「片付け終わったら、上がっていいよ」——ここだけの話です
2026-08-11

今日の話は、秘密でお願いします。
いや、本当に(笑)。うちのスタッフにも、同業の方にも、大きな声では言えない話なんですよ。でも、面白かったので、ここだけの話として書きます。
今日、こういうことをしました
閉店後、あるスタッフにこう言ったんです。
「片付け、早く終わったら、そのまま上がっていいよ。タイムカードは、9時まででいいから」
本来の上がりは、9時です。でも、片付けが早く終わったら、その分早く帰っていい。給料は、9時まで働いたことにして払う。
……これね、本来は、ダメなんですよ。分かってます。勤怠管理としては完全にアウトだし、他のスタッフに知られたら「あの人だけずるい」ってなる。だから、秘密なんです(笑)。
でも、僕には狙いがありました。

目の色が、変わったんですよ
これを言った瞬間ね——スタッフの目の色が、変わったんです。
「どうやったら早く終わるか」を、自分の頭で考え始めた。動きが、人が変わったみたいになった。ふだんの何倍もの速さで、しかもちゃんと、片付けが終わっていく。
見てて、めっちゃ面白かったです(笑)。
で、実際、早く終わったんですよ。ふだんより、ずっと。
種明かしをすると
なんでこんなことをしたか。
実はそのスタッフ、動きがちょっと遅いところがあったんです。丁寧なんだけど、遅い。注意するほどじゃない。でも、もうちょっと速く動けるはずなんだよなあ、って、ずっと思ってた。
でね、考えたんですよ。この子は「速く動けない」んじゃなくて——「速く動く理由がない」だけなんじゃないかって。
9時まで働いても、8時半に終わらせても、給料が同じなら、急ぐ理由がないんですよ。合理的なんです、ゆっくりやるのが。人は、仕組みの通りに動く。 券売機の記事でも書きましたけど、行動を変えたいなら、責めるんじゃなくて、仕組みを変えるんです。
だから今日だけ、仕組みを変えた。「早く終わらせた人が、得をする」仕組みに。
そしたら、本気の速さが出てきた。——あの子は、あんなに速く動けたんですよ。 本人も、たぶん今日、初めて知ったんじゃないかな。一回でも「本気で速い自分」を体験すると、それがその人の新しい基準になるんです。
僕はこれを、**「成長促進剤」**って呼んでます。
ただし——薬にも、毒にもなる
この促進剤、扱いには注意が要ります。
うまく使えば、薬になる。でも、使い方を間違えたら、ちゃんと毒になる。
毎回やったら、それが「当たり前」になって、効かなくなります。ただの早上がり制度です。
全員にやったら、今度は「早く終わらせる競争」になって、片付けが雑になる。
そして、こっそりやってるのがバレたら——「なんであの人だけ」って、不公平の毒が回る。
だから、用法・用量を守る(笑)。
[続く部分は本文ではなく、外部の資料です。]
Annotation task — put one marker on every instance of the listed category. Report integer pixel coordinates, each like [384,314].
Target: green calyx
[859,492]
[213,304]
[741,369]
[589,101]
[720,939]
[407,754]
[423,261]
たまに、ひとりに、こっそり。効かせたい相手に、効かせたいタイミングで。薬って、そういうものですよね。
その日の終わりは、「いいこと」で締める
もうひとつ、今日やったことがあります。こっちは秘密じゃないやつ。
仕事が終わったあと、スタッフに**「今日、ここが良かったよ」**って伝えたんです。
ひとりには——お客さんに声をかけられたとき、ちゃんと対応してたこと。雑談だったんですけどね。雑談にちゃんと付き合えるって、立派な接客なんですよ。
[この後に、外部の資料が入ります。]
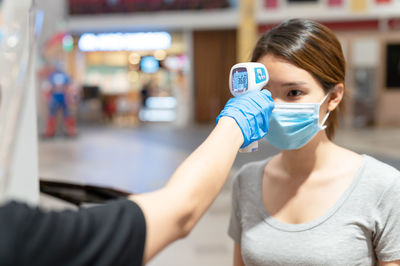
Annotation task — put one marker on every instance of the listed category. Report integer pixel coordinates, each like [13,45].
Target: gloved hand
[251,112]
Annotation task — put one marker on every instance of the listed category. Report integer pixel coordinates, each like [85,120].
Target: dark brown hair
[311,46]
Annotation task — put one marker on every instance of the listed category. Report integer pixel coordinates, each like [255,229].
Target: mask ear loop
[322,126]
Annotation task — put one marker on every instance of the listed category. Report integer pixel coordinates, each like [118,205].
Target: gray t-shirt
[361,228]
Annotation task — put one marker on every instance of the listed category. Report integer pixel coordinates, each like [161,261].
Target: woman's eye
[294,93]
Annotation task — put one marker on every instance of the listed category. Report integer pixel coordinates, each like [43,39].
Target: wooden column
[247,30]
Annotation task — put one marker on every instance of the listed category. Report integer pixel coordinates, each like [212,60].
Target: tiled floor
[142,159]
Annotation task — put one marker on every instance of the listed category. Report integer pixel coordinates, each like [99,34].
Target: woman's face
[289,83]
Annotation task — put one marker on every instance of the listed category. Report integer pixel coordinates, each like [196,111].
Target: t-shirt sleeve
[109,234]
[387,234]
[235,229]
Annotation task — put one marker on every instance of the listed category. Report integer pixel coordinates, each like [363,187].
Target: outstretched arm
[172,211]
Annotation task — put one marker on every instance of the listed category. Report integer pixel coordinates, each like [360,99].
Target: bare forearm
[201,176]
[171,212]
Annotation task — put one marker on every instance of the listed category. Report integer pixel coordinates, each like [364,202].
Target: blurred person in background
[58,86]
[314,203]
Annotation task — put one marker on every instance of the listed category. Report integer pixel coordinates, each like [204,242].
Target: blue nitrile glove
[251,112]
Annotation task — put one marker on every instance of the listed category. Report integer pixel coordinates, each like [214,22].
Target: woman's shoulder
[378,175]
[377,167]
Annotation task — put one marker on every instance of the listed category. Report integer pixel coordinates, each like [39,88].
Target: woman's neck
[310,158]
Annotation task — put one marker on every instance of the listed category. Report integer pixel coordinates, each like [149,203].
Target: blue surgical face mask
[293,125]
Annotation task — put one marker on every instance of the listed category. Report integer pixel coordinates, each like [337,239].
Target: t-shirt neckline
[269,219]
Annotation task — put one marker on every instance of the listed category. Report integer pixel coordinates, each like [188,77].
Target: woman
[314,203]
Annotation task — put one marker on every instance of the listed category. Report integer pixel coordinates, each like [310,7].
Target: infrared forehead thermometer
[245,77]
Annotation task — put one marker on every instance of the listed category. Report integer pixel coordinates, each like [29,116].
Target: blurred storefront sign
[80,7]
[90,42]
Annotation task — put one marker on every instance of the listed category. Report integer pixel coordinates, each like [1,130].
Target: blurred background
[126,89]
もうひとりには——自分から「これ、やっていいですか?」って聞きに来たこと。 これはね、その場でこう言いました。
「言われてからやるんじゃなくて、自分から聞きに来た。それは、言われてやるより、何倍もすごいことなんだよ」って。
前に「いいことは、ちゃんと評価する」って書きました。評価って、ボーナスとか時給だけじゃないんですよ。その日のうちに、言葉にして渡す。 これがいちばん速くて、いちばん効く評価だったりします。

経営には、遊びが要る
まとめます。
真面目な話ばっかり書いてきましたけど、経営って、真面目一辺倒じゃ回らないんですよ。
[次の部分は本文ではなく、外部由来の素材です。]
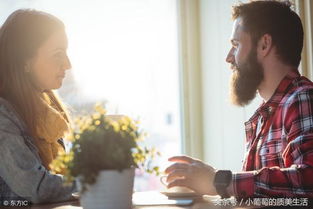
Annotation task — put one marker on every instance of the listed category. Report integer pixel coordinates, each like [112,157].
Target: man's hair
[277,19]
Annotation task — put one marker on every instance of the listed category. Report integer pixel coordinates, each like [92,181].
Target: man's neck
[273,75]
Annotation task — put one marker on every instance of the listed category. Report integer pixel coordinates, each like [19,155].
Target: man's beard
[245,80]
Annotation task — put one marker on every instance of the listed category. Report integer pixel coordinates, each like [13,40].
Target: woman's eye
[59,55]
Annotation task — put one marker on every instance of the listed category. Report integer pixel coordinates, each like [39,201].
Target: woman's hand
[191,173]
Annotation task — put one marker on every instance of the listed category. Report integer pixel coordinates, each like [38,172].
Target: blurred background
[161,62]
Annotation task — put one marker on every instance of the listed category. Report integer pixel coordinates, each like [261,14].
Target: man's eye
[59,55]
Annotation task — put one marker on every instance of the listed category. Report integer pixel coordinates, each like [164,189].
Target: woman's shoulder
[9,120]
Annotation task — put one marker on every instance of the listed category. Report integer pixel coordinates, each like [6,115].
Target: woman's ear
[265,45]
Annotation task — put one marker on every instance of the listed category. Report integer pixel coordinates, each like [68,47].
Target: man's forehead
[237,28]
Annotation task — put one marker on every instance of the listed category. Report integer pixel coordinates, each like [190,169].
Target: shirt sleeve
[295,179]
[23,172]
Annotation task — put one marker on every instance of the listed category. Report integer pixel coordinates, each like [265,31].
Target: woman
[33,62]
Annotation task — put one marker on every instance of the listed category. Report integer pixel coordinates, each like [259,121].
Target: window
[125,53]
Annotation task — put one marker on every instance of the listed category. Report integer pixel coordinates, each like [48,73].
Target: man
[267,41]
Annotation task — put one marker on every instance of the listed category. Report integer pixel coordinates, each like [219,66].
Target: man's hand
[191,173]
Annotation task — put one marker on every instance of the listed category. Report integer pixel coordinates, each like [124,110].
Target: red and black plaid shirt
[279,144]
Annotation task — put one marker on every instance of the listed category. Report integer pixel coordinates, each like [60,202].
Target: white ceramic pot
[112,190]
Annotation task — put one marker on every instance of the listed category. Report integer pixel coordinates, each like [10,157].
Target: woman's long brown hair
[21,35]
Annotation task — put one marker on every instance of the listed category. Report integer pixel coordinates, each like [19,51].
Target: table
[200,203]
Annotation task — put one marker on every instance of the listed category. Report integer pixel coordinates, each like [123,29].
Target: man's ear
[265,45]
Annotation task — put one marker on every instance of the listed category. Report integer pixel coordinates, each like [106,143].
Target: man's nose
[230,57]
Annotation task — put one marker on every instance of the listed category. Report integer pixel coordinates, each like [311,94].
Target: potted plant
[104,155]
たまに、遊びを入れる。 面白がらせる。ニヤッとさせる。そうすると、人って、思ってもみない動きを見せてくれるんです。今日の目の色の変わりよう、ほんとに見せたかったなあ(笑)。
ルールの正しさだけじゃ、人は本気になれない。面白さは、人を動かす燃料なんですよね。
——というわけで、今日の話は、くれぐれも秘密でお願いします。
うちのスタッフが読んでませんように(笑)。